東京国立近代美術館は1952年12月に開館し、2022年度は開館70周年にあたります。これを記念して、明治以降の絵画・彫刻・工芸のうち、重要文化財に指定された作品のみによる豪華な展覧会を開催します。
とはいえ、ただの名品展ではありません。今でこそ「傑作」の呼び声高い作品も、発表された当初は、それまでにない新しい表現を打ち立てた「問題作」でもありました。そうした作品が、どのような評価の変遷を経て、重要文化財に指定されるに至ったのかという美術史の秘密にも迫ります。
重要文化財は保護の観点から貸出や公開が限られるため、本展はそれらをまとめて見ることのできる得がたい機会となります。

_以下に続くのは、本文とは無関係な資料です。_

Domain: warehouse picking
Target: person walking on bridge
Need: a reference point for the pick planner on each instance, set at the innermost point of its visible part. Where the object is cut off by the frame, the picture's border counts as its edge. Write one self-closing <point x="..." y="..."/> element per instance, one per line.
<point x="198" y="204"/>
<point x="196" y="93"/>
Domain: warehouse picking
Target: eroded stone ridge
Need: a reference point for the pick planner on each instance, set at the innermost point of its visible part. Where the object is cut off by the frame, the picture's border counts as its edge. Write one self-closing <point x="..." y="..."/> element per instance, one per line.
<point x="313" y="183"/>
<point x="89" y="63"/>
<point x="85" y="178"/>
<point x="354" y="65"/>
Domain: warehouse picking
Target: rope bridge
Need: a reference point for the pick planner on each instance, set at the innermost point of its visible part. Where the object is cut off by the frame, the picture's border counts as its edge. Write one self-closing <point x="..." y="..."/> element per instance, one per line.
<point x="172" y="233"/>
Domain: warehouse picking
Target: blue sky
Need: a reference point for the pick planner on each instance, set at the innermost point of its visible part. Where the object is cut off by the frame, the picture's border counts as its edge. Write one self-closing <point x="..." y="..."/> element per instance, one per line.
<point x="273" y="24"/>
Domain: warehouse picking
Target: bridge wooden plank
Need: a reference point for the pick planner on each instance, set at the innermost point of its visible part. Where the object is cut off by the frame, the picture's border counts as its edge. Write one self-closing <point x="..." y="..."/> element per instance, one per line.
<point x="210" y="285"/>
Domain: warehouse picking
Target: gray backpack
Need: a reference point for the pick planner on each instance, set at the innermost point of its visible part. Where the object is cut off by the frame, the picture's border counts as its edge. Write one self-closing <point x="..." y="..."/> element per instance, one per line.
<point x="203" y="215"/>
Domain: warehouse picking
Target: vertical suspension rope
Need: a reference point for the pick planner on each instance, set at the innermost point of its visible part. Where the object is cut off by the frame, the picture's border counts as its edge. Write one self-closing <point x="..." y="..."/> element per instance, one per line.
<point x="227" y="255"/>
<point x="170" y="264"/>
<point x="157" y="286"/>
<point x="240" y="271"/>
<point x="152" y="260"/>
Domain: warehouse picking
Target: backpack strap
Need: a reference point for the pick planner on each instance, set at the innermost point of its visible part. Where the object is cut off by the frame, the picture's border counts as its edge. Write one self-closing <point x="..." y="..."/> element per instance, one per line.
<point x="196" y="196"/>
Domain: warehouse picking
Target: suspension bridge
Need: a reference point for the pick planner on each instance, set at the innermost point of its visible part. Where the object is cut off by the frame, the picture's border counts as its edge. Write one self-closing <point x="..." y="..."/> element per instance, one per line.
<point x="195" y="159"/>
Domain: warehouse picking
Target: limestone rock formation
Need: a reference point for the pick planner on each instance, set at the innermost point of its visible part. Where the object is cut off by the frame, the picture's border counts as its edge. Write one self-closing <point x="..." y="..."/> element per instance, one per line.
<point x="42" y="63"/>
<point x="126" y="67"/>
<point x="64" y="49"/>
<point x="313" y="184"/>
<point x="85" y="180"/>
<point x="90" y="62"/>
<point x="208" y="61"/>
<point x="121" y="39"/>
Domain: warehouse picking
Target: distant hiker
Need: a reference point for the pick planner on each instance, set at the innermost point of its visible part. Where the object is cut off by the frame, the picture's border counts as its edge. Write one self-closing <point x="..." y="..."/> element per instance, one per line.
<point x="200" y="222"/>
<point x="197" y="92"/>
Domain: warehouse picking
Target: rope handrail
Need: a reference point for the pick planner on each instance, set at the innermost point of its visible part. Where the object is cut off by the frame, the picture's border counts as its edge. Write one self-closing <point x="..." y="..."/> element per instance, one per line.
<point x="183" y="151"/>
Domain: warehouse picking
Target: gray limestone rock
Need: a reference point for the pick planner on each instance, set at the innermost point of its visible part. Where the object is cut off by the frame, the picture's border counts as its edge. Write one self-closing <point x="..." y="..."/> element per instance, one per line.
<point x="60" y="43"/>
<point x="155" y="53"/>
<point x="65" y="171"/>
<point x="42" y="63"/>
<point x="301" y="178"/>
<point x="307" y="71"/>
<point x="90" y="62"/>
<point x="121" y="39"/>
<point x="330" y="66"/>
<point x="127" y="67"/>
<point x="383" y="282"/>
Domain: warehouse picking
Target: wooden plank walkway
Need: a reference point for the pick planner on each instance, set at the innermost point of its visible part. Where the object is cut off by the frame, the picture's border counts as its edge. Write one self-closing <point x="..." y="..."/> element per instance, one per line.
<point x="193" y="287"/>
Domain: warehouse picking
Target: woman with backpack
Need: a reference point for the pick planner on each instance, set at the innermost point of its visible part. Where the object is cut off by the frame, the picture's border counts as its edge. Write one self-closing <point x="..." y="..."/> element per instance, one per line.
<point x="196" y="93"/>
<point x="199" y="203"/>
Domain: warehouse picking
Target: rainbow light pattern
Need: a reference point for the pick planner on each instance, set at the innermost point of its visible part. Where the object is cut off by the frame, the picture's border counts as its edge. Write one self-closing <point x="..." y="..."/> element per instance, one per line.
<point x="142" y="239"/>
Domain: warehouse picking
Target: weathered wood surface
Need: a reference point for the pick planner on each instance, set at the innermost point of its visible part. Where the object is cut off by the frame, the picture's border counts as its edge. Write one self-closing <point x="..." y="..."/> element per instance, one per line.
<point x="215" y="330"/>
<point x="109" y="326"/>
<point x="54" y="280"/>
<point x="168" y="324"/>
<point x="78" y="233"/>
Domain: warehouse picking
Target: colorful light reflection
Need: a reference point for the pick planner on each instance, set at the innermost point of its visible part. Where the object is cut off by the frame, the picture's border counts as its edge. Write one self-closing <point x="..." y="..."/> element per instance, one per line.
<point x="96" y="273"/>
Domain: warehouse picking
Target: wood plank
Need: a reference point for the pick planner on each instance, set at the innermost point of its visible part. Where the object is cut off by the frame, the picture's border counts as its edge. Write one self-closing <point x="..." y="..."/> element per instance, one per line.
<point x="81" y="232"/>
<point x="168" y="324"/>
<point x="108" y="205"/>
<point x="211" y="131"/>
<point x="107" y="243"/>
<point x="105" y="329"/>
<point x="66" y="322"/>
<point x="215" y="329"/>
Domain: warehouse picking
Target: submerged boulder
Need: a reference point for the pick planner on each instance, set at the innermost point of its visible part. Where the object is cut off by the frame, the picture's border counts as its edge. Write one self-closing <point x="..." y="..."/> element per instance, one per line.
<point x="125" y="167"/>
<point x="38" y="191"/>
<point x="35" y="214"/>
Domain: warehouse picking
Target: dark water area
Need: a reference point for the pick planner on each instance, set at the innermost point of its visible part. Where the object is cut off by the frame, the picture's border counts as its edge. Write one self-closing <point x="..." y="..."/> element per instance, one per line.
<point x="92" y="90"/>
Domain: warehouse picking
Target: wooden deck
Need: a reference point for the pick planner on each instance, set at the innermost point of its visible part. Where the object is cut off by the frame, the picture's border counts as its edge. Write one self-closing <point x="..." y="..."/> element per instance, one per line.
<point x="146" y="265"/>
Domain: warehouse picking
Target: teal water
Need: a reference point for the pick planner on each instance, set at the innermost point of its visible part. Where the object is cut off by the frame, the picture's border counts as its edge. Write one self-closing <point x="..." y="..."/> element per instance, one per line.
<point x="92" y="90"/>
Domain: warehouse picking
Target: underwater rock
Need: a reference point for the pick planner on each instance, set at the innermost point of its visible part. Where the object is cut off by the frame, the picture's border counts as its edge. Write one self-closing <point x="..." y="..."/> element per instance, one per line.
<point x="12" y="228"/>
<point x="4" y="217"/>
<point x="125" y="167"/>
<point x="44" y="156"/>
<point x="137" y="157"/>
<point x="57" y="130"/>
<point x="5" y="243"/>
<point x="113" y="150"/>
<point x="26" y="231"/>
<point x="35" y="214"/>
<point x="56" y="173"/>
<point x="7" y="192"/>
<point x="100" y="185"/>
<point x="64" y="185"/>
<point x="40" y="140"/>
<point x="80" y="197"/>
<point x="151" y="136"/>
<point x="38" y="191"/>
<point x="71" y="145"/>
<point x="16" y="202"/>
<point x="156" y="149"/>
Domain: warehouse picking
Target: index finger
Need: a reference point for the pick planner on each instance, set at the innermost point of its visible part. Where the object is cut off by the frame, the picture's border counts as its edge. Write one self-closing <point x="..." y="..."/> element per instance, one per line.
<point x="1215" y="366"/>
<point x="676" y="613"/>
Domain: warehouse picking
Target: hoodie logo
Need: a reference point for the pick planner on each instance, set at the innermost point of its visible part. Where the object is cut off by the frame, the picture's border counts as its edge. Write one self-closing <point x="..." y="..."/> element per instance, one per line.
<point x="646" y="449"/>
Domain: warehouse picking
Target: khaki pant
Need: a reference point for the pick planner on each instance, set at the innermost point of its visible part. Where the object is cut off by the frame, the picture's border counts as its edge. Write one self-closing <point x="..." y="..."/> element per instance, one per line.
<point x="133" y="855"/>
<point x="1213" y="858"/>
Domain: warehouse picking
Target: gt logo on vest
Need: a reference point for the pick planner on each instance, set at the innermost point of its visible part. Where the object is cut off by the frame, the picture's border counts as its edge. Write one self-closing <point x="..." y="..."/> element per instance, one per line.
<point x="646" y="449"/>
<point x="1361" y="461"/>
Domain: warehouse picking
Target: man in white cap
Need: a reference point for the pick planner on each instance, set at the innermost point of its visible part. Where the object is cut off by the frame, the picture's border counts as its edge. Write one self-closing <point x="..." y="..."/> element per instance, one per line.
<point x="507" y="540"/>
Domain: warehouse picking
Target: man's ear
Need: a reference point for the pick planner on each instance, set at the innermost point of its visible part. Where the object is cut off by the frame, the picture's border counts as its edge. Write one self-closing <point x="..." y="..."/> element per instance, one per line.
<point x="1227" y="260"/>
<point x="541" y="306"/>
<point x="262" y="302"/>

これら第一級の作品を通して、日本の近代美術の魅力を再発見していただくことができるでしょう。
重要文化財は、1950年に公布された文化財保護法に基づき、日本に所在する建造物、美術工芸品、考古資料などの有形文化財のうち、製作優秀で我が国の文化史上貴重なもの等について文部科学大臣が定めたものです。そのうち特に優れたものが「国宝」に指定されます。
明治以降の絵画・彫刻・工芸の重要文化財のみで構成される展覧会は今回が初となります。明治以降の絵画・彫刻・工芸については、現在68件が重要文化財に指定されていますが、まだ国宝はありません。本展ではそのうち51点を展示します。
明治以降の作品が最初に重要文化財に指定されたのは1955年。以降、いつ、何が指定されたかをたどっていくと、評価のポイントが少しずつ変わってきているように見えます。それはすなわち、近代日本美術史の研究の深まりの反映でもあるでしょう。
10年前の開館60周年記念展「美術にぶるっ!」展では当館の所蔵品・寄託作品計13点の重要文化財をまとめて展示しましたが、今回はその後に指定された作品や、国立工芸館の鈴木長吉《十二の鷹》も加えた17件を初めてまとめて公開します(会期中展示替あり)。
ご好評につき、下記日程の夜間開館が決定しました。
(午後8時まで開館。入館は閉館の30分前まで)
5月2日(火)、3日(水・祝)、4日(木・祝)、7日(日)、9日(火)、10日(水)、11日(木)、14日(日)
※5月1日、5月8日(月)は通常どおり午後5時閉館(入館は閉館の30分前まで)となります。